A palavra "Al Andaluz" refere-se ao cruzamento histórico entre a Espanha e a África do Norte árabe durante o período otomano (1200).

Cada um dos países influenciados tem seu próprio estilo de danças andaluz, a maior parte destas refletindo as danças da corte realizadas por artistas profissionais.     

A música é considerada clássica e executada por uma orquestra com cantores, instrumentos de cordas, sopro e percussão, executada originalmente para grandes califas, reis e sultões.

A palavra Muwashashat (Muwashahat no singular / Mwuashahah no plural) em árabe clássico significa "cinto", aquilo que envolve mas também refere-se a um gênero musical da música clássica.     

A “Dança Andaluz” era apresentada em palácios reais, nos grandes eventos, e por isso é mais sóbria do que as outras danças folclóricas. A música para a “Dança Andaluz” é bem melódica e a bailarina apresenta muitas poses, passos de deslocamento, giros, movimentos de braços, mãos e quadris sutis.     

As dançarinas vestiam-se de forma suntuosa com vestidos com mangas em forma de sino, bem comportados, com calças bufantes e sempre com a cabeça coberta com um véu fino. Usavam um coque nos cabelos. Avançavam a passos ligeiros e seus braços desenhavam graciosos arabescos, os quais ilustravam a melodia. Dança que originalmente era executada somente por mulheres.    

Característica principal: Elegância e Fluidez

 
Hagalla

 

O significado desta dança, em árabe, é saltar, pular e celebrar.

Normalmente, é realizada em festas, casamentos, noivados e em época de colheitas. A Hagalla é uma dança de origem beduína (Bedouin quer dizer habitantes do deserto e são originários da Arábia).     

Hagall è um pássaro que quando voa pelo deserto do Sinai faz uma divertida caminhada na areia quente.   

Hagalla é uma forma de dança que foi pesquisada por Mahmoud Reda, por volta de 1966, na região conhecida como Marsa Matruh, no Egito. Além de Marsa Matruh, essa forma de dança também é encontrada no oásis de Siwa e ao leste da Líbia.     

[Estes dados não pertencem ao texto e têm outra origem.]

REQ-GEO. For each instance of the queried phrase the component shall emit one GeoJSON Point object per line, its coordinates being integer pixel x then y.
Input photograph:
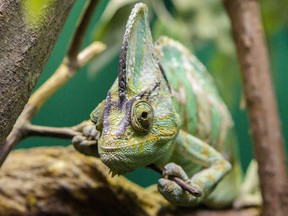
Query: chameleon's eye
{"type": "Point", "coordinates": [142, 116]}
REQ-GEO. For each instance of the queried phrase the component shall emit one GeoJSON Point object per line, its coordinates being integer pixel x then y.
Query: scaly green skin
{"type": "Point", "coordinates": [164, 109]}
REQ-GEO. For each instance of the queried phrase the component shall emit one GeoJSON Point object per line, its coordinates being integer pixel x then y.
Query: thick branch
{"type": "Point", "coordinates": [41, 95]}
{"type": "Point", "coordinates": [60, 181]}
{"type": "Point", "coordinates": [25, 48]}
{"type": "Point", "coordinates": [262, 109]}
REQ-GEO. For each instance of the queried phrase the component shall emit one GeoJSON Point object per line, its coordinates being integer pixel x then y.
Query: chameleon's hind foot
{"type": "Point", "coordinates": [172, 191]}
{"type": "Point", "coordinates": [87, 143]}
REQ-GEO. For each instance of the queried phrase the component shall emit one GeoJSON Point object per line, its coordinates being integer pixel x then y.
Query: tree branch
{"type": "Point", "coordinates": [67, 69]}
{"type": "Point", "coordinates": [60, 181]}
{"type": "Point", "coordinates": [262, 108]}
{"type": "Point", "coordinates": [25, 48]}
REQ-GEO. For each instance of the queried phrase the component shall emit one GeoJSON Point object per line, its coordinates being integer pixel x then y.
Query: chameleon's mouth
{"type": "Point", "coordinates": [125, 158]}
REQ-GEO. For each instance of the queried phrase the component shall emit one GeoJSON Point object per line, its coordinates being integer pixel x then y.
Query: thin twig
{"type": "Point", "coordinates": [62, 75]}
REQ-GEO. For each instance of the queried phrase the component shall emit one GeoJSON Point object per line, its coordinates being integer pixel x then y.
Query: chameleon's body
{"type": "Point", "coordinates": [164, 107]}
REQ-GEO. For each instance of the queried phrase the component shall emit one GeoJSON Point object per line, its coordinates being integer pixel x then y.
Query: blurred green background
{"type": "Point", "coordinates": [202, 26]}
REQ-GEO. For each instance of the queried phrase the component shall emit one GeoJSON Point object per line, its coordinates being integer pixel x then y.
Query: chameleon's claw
{"type": "Point", "coordinates": [172, 169]}
{"type": "Point", "coordinates": [175, 194]}
{"type": "Point", "coordinates": [90, 131]}
{"type": "Point", "coordinates": [87, 143]}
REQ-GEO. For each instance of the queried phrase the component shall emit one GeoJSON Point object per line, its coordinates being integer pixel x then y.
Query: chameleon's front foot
{"type": "Point", "coordinates": [172, 191]}
{"type": "Point", "coordinates": [87, 143]}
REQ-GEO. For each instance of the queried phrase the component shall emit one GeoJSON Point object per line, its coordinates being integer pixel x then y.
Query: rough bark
{"type": "Point", "coordinates": [60, 181]}
{"type": "Point", "coordinates": [257, 85]}
{"type": "Point", "coordinates": [25, 48]}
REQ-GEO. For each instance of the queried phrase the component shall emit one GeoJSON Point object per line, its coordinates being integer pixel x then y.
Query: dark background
{"type": "Point", "coordinates": [74, 102]}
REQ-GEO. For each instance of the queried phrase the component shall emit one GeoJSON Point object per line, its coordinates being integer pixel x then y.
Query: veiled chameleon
{"type": "Point", "coordinates": [164, 109]}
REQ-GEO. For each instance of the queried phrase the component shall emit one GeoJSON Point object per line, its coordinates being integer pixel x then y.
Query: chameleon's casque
{"type": "Point", "coordinates": [141, 90]}
{"type": "Point", "coordinates": [164, 109]}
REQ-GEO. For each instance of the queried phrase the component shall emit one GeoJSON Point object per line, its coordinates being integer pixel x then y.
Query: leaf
{"type": "Point", "coordinates": [33, 11]}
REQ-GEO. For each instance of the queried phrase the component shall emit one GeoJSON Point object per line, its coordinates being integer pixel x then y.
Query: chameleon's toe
{"type": "Point", "coordinates": [175, 194]}
{"type": "Point", "coordinates": [90, 131]}
{"type": "Point", "coordinates": [85, 146]}
{"type": "Point", "coordinates": [172, 169]}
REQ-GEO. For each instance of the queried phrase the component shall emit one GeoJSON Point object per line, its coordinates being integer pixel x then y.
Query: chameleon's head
{"type": "Point", "coordinates": [139, 119]}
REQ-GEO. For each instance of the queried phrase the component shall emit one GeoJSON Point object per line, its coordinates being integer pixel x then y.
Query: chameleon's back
{"type": "Point", "coordinates": [203, 114]}
{"type": "Point", "coordinates": [196, 99]}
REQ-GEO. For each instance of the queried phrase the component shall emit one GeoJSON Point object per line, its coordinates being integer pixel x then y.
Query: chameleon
{"type": "Point", "coordinates": [164, 109]}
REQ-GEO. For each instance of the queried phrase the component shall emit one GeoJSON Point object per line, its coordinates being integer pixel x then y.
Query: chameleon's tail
{"type": "Point", "coordinates": [250, 192]}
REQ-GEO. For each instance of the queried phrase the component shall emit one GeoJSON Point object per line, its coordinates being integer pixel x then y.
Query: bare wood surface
{"type": "Point", "coordinates": [260, 100]}
{"type": "Point", "coordinates": [70, 65]}
{"type": "Point", "coordinates": [25, 48]}
{"type": "Point", "coordinates": [60, 181]}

A dança Hagalla tem um caráter descontraído. É uma brincadeira, na qual uma ou mais bailarinas dançam ao redor de grupos de espectadores que competem entre si, através de palmas, chamando a atenção delas. O grupo que bater palmas mais fortes ganha a atenção da bailarina, que, então, vai de encontro a eles.     

Para dançar Hagalla, a bailarina utiliza passos com bastante soltura de quadril e uma interpretação alegre e descontraída, fazendo brincadeiras e interagindo com o público e as demais bailarinas.  (tradicionalmente se utiliza o  Rito Falahi).     

Os trajes típicos são vestidos, sapato e lenço na cabeça.

 
Dança com Flores

 

Dança festiva e comemorativa, na qual a bailarina dança com um cesto de flores ou de pétalas de flores.     

Esta dança surgiu na época em que as camponesas egípcias trabalhavam na colheita de flores durante a primavera, e para amenizar o trabalho, cantavam e dançavam.  Mais adiante, tornou-se uma dança comum nas festas populares.     

É uma dança delicada e alegre. Usada para começo ou abertura de shows, bem como para comemorações especiais como dia dos namorados, dia das mães. Sugere-se dançar ao som de músicas alegres e delicadas e que tratem de temas relacionados a flores ou colheitas.     

Preferencialmente usa-se vestido, lenço na cabeça, características de vestimentas folclóricas.     

A entrega de flores ou pétalas ao público durante a dança acrescenta um charme à apresentação.

 
Raks el Assaya - Dança com Bengala

 

Em regiões interioranas os pastores traziam rebanhos com cajados de madeira nas mãos e com ele dançavam nas festas com movimentos que mais pareciam uma luta do que uma dança.          

 As mulheres, como forma de representação destes pastores, começavam a dançar com os cajados de madeira nas mãos satirizando os homens. Com o tempo, a dança do bastão feminina consolidou-se.     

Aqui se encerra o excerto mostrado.